|Computers, Materials & Continua |
Deep Learning Based Audio Assistive System for Visually Impaired People
Department of Computer Science and Engineering, SRM Institute of Science and Technology, Kattankulathur, 603203, India
*Corresponding Author: S. Kiruthika Devi. Email: email@example.com
Received: 10 June 2021; Accepted: 05 August 2021
Abstract: Vision impairment is a latent problem that affects numerous people across the globe. Technological advancements, particularly the rise of computer processing abilities like Deep Learning (DL) models and emergence of wearables pave a way for assisting visually-impaired persons. The models developed earlier specifically for visually-impaired people work effectually on single object detection in unconstrained environment. But, in real-time scenarios, these systems are inconsistent in providing effective guidance for visually-impaired people. In addition to object detection, extra information about the location of objects in the scene is essential for visually-impaired people. Keeping this in mind, the current research work presents an Efficient Object Detection Model with Audio Assistive System (EODM-AAS) using DL-based YOLO v3 model for visually-impaired people. The aim of the research article is to construct a model that can provide a detailed description of the objects around visually-impaired people. The presented model involves a DL-based YOLO v3 model for multi-label object detection. Besides, the presented model determines the position of object in the scene and finally generates an audio signal to notify the visually-impaired people. In order to validate the detection performance of the presented method, a detailed simulation analysis was conducted on four datasets. The simulation results established that the presented model produces effectual outcome over existing methods.

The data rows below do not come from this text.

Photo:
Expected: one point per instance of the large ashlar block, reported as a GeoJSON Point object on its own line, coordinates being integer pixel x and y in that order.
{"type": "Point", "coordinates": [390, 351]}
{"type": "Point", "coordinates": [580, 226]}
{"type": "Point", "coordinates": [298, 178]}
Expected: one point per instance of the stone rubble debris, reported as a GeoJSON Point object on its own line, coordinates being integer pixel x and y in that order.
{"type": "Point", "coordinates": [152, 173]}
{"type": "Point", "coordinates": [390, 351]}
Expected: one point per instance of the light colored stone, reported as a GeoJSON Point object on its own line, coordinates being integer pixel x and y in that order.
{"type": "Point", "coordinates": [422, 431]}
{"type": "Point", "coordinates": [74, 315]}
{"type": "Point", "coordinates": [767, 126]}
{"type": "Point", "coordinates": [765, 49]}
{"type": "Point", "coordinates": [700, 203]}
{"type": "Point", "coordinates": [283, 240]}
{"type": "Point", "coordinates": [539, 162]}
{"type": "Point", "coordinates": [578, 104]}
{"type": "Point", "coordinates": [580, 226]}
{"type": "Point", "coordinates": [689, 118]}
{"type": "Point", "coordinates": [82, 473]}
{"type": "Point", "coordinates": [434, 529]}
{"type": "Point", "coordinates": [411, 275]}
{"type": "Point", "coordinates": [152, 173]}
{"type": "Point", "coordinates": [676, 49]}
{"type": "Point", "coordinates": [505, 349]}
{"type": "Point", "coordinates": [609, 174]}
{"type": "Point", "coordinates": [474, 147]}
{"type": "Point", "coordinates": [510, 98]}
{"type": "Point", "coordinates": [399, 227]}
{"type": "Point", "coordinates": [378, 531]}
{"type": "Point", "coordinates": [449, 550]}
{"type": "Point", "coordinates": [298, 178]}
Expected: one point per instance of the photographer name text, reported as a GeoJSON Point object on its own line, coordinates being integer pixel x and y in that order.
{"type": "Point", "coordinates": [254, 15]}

Keywords: Deep learning; visually impaired people; object detection; YOLO v3
In recent times, Artificial Intelligence (AI) models started yielding better outcomes in terms of voice-rich virtual candidates like Siri and Alexa , independent vehicles (Tesla), robotics (car manufacturing), and automated conversion (Google translator). In line with this, AI-based solutions have been introduced in assistive techniques, especially in guiding visually-impaired or blind people. Mostly, the systems mentioned above overcome the independent navigation issues with the help of portable assistive tools such as infrared sensors, ultrasound sensors, Radio Frequency Identification (RFID), Bluetooth Low Energy (BLE) beacon and cameras. Followed by, in autonomous direction, visually-impaired people require some other assistive models too. For example, computer vision methods are to be unified with Machine Learning (ML) model to provide moderate solutions for the above-defined problem. For instance, a computer vision module is projected to examine the currency with the help of Speeded-Up Robust Features (SURF) . Also, the system is capable of recognizing US currencies with true recognition rate and false recognition rate. Alternatively, visually-impaired users can shop in departmental stores through prediction whereas barcode analysis provides the visually-impaired individuals with details about the product through voice communication.
Chen et al.  presented a model to guide the visually-impaired people to analyze and go through the content. In this prediction model, the candidate regions are initially predicted with a text of special statistical features. Followed by, commercial Optical Character Recognition (OCR) software is applied to examine the content present inside the candidate regions. Alternatively, the application is based on travel assistant model that predicts and examines the public transportation modes. Further, the system predicts the text writings on buses and stations and inform the visually-impaired users regarding station names, numbers, bus numbers and target location, etc. Moreover, Jia et al.  reported an issue in identifying the staircases within buildings and the model informs the user only if they are nearby 5 m of the staircase. It depends upon iterative preemptive Random Sample Consensus (RANSAC) method to predict the number of steps in the staircase. However, the performance of the model was determined based on the calculation of doors within the buildings and by examining general as well as stable properties of doors like edges and corners. Consequently, a model was used for predicting restroom signage based on Scale-Invariant Feature Transform (SIFT) characteristics. Object prediction and analysis are highly studied problems in computer vision applications.
The object prediction models , developed earlier, were constructed on the basis of extracting hand-engineered attributes, before implementing a classification method. Later, the reformation of Neural Networks (NN) in 2012 and the advent of advanced architectures such as Convolutional Neural Network (CNN), Region CNN (RCNN), You Only Look Once (YOLO), Single Shot Multi-Box Detector (SDD), pyramid system, and Retina-Net networks have simplified the process. In spite of high efficiency, the maximum processing costs make it difficult to implement on wearable devices. As a result, visually-impaired users make use of portable devices to predict objects. Hence, the researchers have come up with a cost-effective and efficient solution that can predict several objects. However, detecting the accurate location of objects is still a challenge.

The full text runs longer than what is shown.